For some applications like spacecraft where weight is critical, it does make sense to use hydrogen fuel cells as a battery. But usually it doesn't make sense.
As Toyota has demonstrated (and speaking from my own experience), it's not that tricky. As for cooking with the stuff, sometimes you just need portability and/or a flame. Electric is a poor choice in those cases.
Portability is hard for hydrogen since you hadn't liquify it without huge pressures and cryogenic temps, so you need big tanks. But cooking stoves does seem like a pretty good use case.
Scuba tanks only go up to 5.5ksi. I think you'd need more like composite over wrapped pressure vessels (COPVs) for 10ksi. Those are relatively new even in spaceflight. SpaceX discovered some new physics when their AMOS-6 mission exploded on the launch pad in 2016 due to oxygen freezing inside the composite layers.

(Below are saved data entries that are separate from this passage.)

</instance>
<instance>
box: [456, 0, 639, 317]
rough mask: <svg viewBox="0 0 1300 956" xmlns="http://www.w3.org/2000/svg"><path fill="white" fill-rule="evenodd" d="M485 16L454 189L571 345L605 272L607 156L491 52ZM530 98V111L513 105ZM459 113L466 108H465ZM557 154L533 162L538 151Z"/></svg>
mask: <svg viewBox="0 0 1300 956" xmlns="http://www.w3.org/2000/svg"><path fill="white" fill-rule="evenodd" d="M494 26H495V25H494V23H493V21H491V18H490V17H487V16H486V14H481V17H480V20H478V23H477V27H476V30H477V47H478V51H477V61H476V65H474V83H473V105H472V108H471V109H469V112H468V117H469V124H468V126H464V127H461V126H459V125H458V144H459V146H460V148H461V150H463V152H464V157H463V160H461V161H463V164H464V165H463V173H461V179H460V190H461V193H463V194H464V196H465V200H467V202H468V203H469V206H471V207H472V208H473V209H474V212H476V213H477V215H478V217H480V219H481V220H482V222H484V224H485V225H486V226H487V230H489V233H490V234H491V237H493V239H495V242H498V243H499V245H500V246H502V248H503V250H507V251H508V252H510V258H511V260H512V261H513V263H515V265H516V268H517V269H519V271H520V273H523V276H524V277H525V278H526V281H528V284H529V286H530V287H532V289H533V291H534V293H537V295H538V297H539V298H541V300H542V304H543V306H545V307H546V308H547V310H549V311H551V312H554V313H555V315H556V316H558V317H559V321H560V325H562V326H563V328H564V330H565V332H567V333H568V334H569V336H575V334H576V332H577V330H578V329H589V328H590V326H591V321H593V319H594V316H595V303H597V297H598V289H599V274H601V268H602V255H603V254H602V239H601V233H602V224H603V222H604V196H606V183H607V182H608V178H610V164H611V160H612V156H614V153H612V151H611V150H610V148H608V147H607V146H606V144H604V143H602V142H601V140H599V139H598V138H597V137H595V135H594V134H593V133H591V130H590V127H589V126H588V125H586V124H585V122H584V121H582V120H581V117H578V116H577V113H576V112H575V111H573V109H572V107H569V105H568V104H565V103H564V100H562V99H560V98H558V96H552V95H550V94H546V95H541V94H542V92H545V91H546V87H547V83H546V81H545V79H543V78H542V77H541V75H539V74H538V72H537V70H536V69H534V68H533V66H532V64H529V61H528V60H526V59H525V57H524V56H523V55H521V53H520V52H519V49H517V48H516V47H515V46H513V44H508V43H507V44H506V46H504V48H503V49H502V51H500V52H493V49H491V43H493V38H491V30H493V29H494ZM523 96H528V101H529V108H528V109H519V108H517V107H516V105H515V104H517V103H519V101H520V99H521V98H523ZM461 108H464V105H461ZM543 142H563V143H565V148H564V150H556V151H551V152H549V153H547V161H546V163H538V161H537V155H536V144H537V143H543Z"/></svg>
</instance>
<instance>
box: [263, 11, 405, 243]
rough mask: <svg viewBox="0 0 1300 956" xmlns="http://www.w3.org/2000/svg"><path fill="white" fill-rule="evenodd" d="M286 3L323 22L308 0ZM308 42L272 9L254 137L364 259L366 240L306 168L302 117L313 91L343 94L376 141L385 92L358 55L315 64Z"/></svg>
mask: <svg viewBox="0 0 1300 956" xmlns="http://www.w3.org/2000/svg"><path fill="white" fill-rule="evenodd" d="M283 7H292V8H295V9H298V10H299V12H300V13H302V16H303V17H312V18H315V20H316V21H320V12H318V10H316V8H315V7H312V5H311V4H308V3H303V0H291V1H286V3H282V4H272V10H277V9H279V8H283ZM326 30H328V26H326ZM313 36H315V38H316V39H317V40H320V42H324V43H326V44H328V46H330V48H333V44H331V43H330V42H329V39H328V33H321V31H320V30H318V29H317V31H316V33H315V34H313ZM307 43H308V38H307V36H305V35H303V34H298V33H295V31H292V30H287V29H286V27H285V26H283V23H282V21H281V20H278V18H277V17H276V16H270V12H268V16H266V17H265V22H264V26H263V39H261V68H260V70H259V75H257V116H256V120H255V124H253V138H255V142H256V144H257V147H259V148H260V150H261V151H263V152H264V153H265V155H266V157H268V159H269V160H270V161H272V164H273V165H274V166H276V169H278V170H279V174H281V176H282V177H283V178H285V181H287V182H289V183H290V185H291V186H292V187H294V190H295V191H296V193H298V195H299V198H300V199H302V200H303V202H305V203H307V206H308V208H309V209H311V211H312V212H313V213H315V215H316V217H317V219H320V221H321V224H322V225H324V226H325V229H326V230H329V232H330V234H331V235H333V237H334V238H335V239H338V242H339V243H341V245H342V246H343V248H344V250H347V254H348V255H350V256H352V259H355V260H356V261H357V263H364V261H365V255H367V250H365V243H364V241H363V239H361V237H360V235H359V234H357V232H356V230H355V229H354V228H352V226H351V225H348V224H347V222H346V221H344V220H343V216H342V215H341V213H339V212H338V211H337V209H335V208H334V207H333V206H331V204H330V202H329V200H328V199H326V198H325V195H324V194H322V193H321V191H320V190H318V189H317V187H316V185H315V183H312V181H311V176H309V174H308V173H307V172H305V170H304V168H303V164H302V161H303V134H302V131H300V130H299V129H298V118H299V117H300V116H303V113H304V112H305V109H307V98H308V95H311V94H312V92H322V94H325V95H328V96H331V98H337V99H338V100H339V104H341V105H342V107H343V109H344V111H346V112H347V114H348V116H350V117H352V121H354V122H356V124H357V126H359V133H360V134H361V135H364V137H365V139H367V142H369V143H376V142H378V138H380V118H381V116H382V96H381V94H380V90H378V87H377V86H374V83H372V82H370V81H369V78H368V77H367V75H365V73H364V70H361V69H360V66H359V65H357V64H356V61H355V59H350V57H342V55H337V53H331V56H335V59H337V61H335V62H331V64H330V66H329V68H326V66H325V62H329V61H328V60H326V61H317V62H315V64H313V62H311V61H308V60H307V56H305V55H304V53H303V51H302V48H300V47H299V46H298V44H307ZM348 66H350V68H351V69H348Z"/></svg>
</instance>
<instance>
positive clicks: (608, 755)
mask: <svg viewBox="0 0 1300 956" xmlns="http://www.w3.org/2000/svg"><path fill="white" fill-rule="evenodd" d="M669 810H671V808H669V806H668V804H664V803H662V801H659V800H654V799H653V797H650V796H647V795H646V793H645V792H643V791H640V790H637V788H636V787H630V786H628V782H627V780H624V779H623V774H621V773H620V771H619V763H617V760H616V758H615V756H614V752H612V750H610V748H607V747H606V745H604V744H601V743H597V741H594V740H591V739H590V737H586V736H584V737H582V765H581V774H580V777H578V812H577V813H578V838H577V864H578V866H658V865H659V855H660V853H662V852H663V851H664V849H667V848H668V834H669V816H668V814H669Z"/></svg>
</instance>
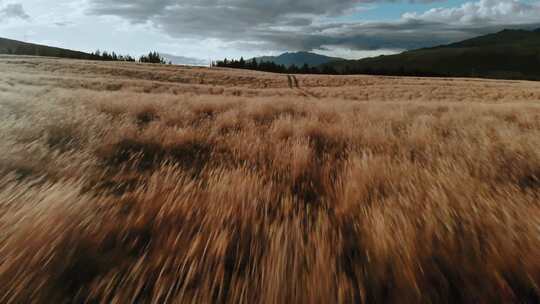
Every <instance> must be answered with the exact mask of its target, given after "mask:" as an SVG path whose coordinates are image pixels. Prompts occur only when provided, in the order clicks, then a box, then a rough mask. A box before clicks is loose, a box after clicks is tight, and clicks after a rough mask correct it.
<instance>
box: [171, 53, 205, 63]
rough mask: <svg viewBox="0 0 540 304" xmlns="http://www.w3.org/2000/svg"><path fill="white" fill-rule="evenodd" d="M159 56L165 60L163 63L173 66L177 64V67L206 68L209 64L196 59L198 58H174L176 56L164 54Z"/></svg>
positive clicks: (198, 59) (183, 57) (203, 60)
mask: <svg viewBox="0 0 540 304" xmlns="http://www.w3.org/2000/svg"><path fill="white" fill-rule="evenodd" d="M161 56H162V57H163V58H165V61H167V62H169V61H170V62H172V63H173V64H178V65H194V66H208V64H209V61H207V60H202V59H198V58H191V57H184V56H176V55H171V54H165V53H161Z"/></svg>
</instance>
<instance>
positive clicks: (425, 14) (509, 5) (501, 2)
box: [403, 0, 540, 25]
mask: <svg viewBox="0 0 540 304" xmlns="http://www.w3.org/2000/svg"><path fill="white" fill-rule="evenodd" d="M403 19H405V20H422V21H432V22H441V23H447V24H465V25H469V24H483V25H485V24H486V23H498V24H527V23H534V22H538V21H539V20H540V5H538V4H528V3H524V2H520V1H517V0H480V1H478V2H466V3H464V4H462V5H461V6H459V7H452V8H434V9H430V10H428V11H426V12H424V13H416V12H415V13H405V14H403Z"/></svg>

Well yeah but they know their days of selling that are numbered, at least for lots of markets. If they can get people onto hydrogen they've got more money coming in for decades.
Their days aren't numbered until governments actually say so. In the meantime, non-GHG emitting sources supply less than half of the world's electricity as is, nevermind the hypothetical demand of a predominantly electrified vehicle fleet.
But they can still sell hydrogen, they can't really sell solar panels. Even encouraging people to keep burning things (like hydrogen) benefits gas since it slows down electric alternatives to gas heating.
Just need to waste a ton of energy extracting it then liquifying it then hoping that transport doesn't face any issues (and I mean, considering our track record with petrol which doesn't corrode everything it touches I sure as hell wouldn't worry about it [/s if it wasn't clear]) and then fill up your personal car that could have simply been powered by electricity from the beginning...
Also, ever heard of energy density? Because hydrogen won't win prizes on that front!
Wait wait wait, you're telling me that taking electricity, sending it along wires, generating hydrogen with it via hydrolysis, packaging it, compressing it to an extreme degree, physically transporting it, putting it in pumps, pumping it into your car, then doing reverse hydrolysis to charge a battery that then powers an electric motor...
Is less efficient than sending electricity along some wires to your car battery, to then drive an electric motor?